Here is an opinion issued by a Magistrate Judge from the Western District, Austin Division, which says that the insurer was too late in accepting responsibility for the acts of its agent, the adjuster, when the company accepted responsibility the day before removal was filed. The case is styled, Robbins Place West Campus, LLC v. Mid-Century Ins. Co. and Jillian Meghan Sherman.
In this case, Robbins had commercial insurance coverage with Mid-Century when Robbins suffered wind and hail damage. Robbins was unhappy with the way the claim was handled by the adjuster, Sherman, and sued Sherman and Mid-Century in State District Court for various violations of the Texas Insurance Code and breach of contract.
Pursuant to Texas Insurance Code, Section 542A.006, Mid-Century made an election to legal responsibility for Sherman. The next day, Mid-Century removed the case to this Federal Court.
Robbins then filed its Motion To Remand. At issue in the motion was whether Mid-Century’s election of responsibility was sufficient to eliminate Sherman as a party, or to make her joinder as a party no longer proper. This Court concluded the election was made too late to effect Sherman’s party status, and that because Sherman was otherwise a proper defendant, the Motion To Remand should be granted.
Federal Courts are courts of limited jurisdiction and possess only that power authorized by the Constitution and statute. Pursuant to 28 U.S.C. section 1441(a), only state court actions that originally could have been filed in federal courts may be removed to federal court by the defendant. According to the Fifth Circuit Court of Appeals, the Court must presume that a suit lies outside its limited jurisdiction. In a removal action, the removing party bears the burden of establishing jurisdiction. Further, any ambiguities are construed against removal because the removal statute should be strictly construed in favor of remand.
The Texas statute at issue makes clear that an insurer may accept liability both before suit or after suit. If the election is made after suit has been filed, the statute makes clear that although dismissal of the agent is mandatory, it is not automatic, but rather requires that the court enter an order dismissing the adjuster.

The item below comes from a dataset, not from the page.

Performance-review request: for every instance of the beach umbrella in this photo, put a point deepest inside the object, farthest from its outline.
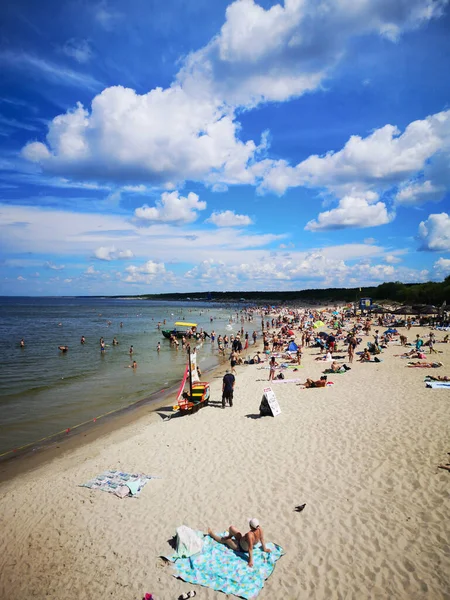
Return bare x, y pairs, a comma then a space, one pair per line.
429, 309
405, 310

Here, Mid-Century did not make an election until after suit was filed and was made the day before it filed the notice of removal. This means that when the case was removed, Sherman was still a named party to the suit, since Mid-Century had not requested, nor had the state court granted, dismissal of the claims against Sherman. Thus, at the time of removal Sherman was a party and complete diversity was lacking at that time, as both Robbins and Sherman are Texas residents.